Unicode support
Ashley Yakeley
ashley@semantic.org
Tue, 9 Oct 2001 04:07:43 -0700
At 2001-10-09 03:37, Kent Karlsson wrote:
>> > code position (=code point): a value between 0000 and 10FFFF.
>>
>> Would this be a reasonable basis for Haskell's 'Char' type?
>
>Yes. It's essentially UTF-32, but without the fixation to 32-bit
>(21 bits suffice). UTF-32 (a.k.a. UCS-4 in 10646, yet to be limited
>to 10FFFF instead of 31(!) bits) is the datatype used in some
>implementations of C for wchar_t. As I said in another e-mail,
>if one does not have high efficiency concerns, UTF-32 is a rather
>straighforward way of representing characters.

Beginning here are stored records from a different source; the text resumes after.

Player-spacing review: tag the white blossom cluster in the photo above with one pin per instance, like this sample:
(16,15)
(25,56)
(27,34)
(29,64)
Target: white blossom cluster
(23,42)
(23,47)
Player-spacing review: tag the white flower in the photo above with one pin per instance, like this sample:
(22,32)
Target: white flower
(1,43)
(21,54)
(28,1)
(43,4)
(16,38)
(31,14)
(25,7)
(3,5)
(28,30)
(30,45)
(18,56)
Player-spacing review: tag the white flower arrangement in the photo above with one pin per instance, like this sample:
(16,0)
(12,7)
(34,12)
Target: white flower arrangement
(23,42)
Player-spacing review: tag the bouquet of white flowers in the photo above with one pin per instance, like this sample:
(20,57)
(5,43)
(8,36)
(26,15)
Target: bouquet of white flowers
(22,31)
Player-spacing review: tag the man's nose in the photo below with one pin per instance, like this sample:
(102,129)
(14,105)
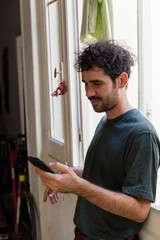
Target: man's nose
(90,91)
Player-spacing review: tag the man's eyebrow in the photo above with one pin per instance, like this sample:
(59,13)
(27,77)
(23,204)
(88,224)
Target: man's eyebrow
(94,81)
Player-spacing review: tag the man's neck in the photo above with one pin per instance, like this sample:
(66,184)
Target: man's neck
(121,108)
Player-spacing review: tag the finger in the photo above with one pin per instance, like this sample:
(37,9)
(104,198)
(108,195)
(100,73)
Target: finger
(45,194)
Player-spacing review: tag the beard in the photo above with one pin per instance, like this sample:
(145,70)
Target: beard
(108,103)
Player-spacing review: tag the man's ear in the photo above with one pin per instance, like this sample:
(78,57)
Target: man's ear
(122,80)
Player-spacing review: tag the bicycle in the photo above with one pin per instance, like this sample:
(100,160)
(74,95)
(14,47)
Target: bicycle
(24,208)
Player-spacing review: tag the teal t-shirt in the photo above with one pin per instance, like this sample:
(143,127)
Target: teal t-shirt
(123,156)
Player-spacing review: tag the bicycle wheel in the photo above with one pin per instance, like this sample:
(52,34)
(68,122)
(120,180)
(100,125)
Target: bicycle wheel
(27,221)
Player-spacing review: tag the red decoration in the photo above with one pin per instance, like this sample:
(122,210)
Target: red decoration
(61,89)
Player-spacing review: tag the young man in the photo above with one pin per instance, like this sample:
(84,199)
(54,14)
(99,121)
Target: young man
(118,182)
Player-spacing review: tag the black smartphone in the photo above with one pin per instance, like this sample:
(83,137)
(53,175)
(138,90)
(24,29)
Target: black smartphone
(39,163)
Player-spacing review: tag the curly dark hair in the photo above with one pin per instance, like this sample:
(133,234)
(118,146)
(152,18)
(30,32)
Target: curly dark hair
(108,55)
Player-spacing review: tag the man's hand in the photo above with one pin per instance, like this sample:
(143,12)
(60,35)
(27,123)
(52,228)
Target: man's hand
(65,182)
(53,196)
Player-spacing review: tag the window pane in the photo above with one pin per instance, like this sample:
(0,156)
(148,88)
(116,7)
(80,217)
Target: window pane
(125,32)
(55,51)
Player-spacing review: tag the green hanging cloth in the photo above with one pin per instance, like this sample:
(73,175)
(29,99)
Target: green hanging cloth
(97,21)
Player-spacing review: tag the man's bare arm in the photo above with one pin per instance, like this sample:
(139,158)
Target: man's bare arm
(120,204)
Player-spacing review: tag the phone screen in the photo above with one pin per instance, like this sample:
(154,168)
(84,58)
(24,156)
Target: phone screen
(39,163)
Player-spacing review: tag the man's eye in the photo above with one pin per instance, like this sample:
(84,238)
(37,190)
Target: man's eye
(97,84)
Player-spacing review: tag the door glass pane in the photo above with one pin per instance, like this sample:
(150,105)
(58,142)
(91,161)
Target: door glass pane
(55,56)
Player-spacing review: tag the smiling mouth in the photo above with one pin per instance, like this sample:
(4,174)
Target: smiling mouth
(94,100)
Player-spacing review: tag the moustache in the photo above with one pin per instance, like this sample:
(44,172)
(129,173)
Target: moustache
(93,98)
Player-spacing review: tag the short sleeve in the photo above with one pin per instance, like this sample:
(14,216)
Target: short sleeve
(141,166)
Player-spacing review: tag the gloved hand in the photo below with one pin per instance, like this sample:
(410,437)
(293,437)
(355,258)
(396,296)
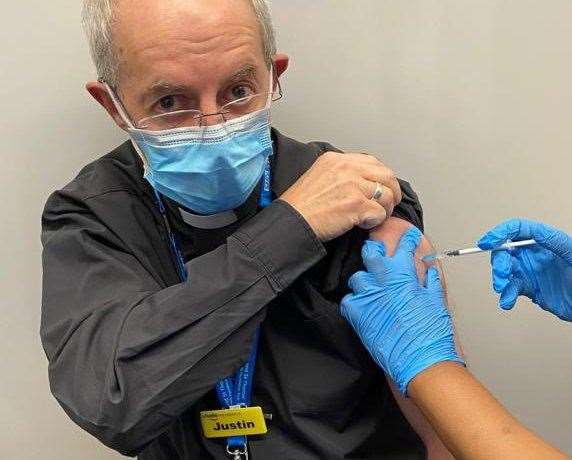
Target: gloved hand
(542,273)
(405,326)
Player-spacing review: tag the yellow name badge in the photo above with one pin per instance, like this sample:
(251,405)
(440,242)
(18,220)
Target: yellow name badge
(247,421)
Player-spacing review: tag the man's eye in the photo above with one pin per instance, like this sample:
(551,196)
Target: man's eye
(167,103)
(240,92)
(171,104)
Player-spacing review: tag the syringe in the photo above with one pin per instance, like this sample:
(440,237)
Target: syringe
(465,252)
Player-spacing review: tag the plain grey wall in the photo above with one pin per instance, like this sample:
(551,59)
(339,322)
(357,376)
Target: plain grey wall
(468,99)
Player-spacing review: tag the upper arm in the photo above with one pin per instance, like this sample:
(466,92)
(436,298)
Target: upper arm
(390,233)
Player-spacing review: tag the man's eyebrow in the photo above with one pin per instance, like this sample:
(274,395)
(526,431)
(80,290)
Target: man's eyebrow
(162,87)
(246,71)
(165,87)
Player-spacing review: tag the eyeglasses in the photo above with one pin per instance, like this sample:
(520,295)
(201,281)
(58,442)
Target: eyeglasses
(194,118)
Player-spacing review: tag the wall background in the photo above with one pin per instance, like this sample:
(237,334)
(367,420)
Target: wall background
(468,99)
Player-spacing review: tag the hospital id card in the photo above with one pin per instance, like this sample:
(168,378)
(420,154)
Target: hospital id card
(246,421)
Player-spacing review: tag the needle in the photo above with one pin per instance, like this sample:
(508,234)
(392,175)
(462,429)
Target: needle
(468,251)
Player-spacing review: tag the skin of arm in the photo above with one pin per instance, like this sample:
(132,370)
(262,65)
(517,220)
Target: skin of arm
(470,421)
(449,408)
(390,233)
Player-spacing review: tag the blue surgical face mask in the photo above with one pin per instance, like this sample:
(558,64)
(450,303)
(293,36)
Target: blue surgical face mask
(207,169)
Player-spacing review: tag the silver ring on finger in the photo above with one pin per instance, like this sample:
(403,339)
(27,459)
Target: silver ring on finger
(378,192)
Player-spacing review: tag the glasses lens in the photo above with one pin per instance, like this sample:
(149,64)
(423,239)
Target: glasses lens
(172,120)
(245,106)
(193,118)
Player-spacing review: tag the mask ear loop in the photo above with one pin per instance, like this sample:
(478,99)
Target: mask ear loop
(123,114)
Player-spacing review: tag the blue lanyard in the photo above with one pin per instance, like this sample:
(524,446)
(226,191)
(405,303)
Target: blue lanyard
(232,391)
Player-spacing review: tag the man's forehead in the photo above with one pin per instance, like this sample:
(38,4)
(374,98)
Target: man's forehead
(160,17)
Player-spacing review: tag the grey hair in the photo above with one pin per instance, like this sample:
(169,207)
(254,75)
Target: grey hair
(98,17)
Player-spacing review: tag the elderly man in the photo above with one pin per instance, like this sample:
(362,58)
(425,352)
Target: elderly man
(210,246)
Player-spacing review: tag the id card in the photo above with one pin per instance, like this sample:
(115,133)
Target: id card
(247,421)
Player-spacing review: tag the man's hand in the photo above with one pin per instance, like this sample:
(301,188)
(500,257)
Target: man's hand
(336,193)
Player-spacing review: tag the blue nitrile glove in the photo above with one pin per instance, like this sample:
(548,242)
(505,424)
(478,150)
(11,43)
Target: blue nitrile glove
(405,326)
(542,273)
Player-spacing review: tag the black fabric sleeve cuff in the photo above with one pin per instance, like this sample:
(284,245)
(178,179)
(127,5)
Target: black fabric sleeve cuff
(283,242)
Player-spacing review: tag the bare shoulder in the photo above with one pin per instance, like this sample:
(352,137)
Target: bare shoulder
(390,233)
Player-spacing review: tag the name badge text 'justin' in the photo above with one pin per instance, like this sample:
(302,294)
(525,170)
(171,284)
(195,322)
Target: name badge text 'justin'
(247,421)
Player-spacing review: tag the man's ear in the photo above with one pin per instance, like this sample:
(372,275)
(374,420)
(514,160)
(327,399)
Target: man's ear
(100,94)
(281,62)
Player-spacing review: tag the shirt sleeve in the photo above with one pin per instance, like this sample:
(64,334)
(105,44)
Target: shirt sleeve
(410,208)
(128,355)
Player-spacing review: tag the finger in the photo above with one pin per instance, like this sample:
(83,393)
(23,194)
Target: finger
(510,294)
(501,262)
(361,282)
(377,172)
(349,310)
(345,307)
(385,197)
(373,255)
(371,215)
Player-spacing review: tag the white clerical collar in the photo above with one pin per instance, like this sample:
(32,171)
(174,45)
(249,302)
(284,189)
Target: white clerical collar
(223,219)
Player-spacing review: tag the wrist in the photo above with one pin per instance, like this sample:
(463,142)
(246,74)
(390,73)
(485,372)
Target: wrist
(425,361)
(427,378)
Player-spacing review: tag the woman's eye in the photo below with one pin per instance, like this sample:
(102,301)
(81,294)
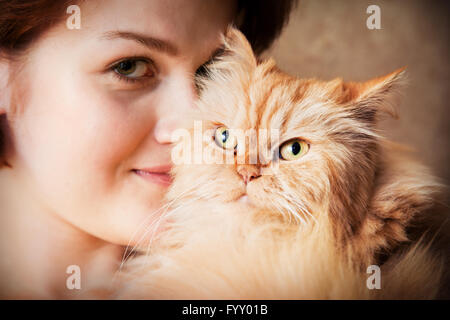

Would it be worthwhile restricting Char to the 0-10FFFF range, just as a
Word8 is restricted to 0-FF even though in GHC at least it's stored
32-bit?
...
>> data GeneralCategory = Letter_Uppercase | Letter_Lowercase | ...
>> getGeneralCategory :: Char -> Maybe GeneralCategory;
>
>There is not really any "Maybe" just there. Yet unallocated code
>positions have general category Cn (so do non-characters):
> Cs Other, Surrogate
> Co Other, Private Use
> Cn Other, Not Assigned (yet)
OK. It occured to me to put 'unassigned' as Nothing, since it might
change -- so in a sense getGeneralCategory doesn't know what the GC is. I
assume once a codepoint has a non-Cn GC, it cannot be changed. But
confusingly, some of the GCs are 'normative', whereas others are merely
'informative' -- perhaps these last are subject to revision.
--
Ashley Yakeley, Seattle WA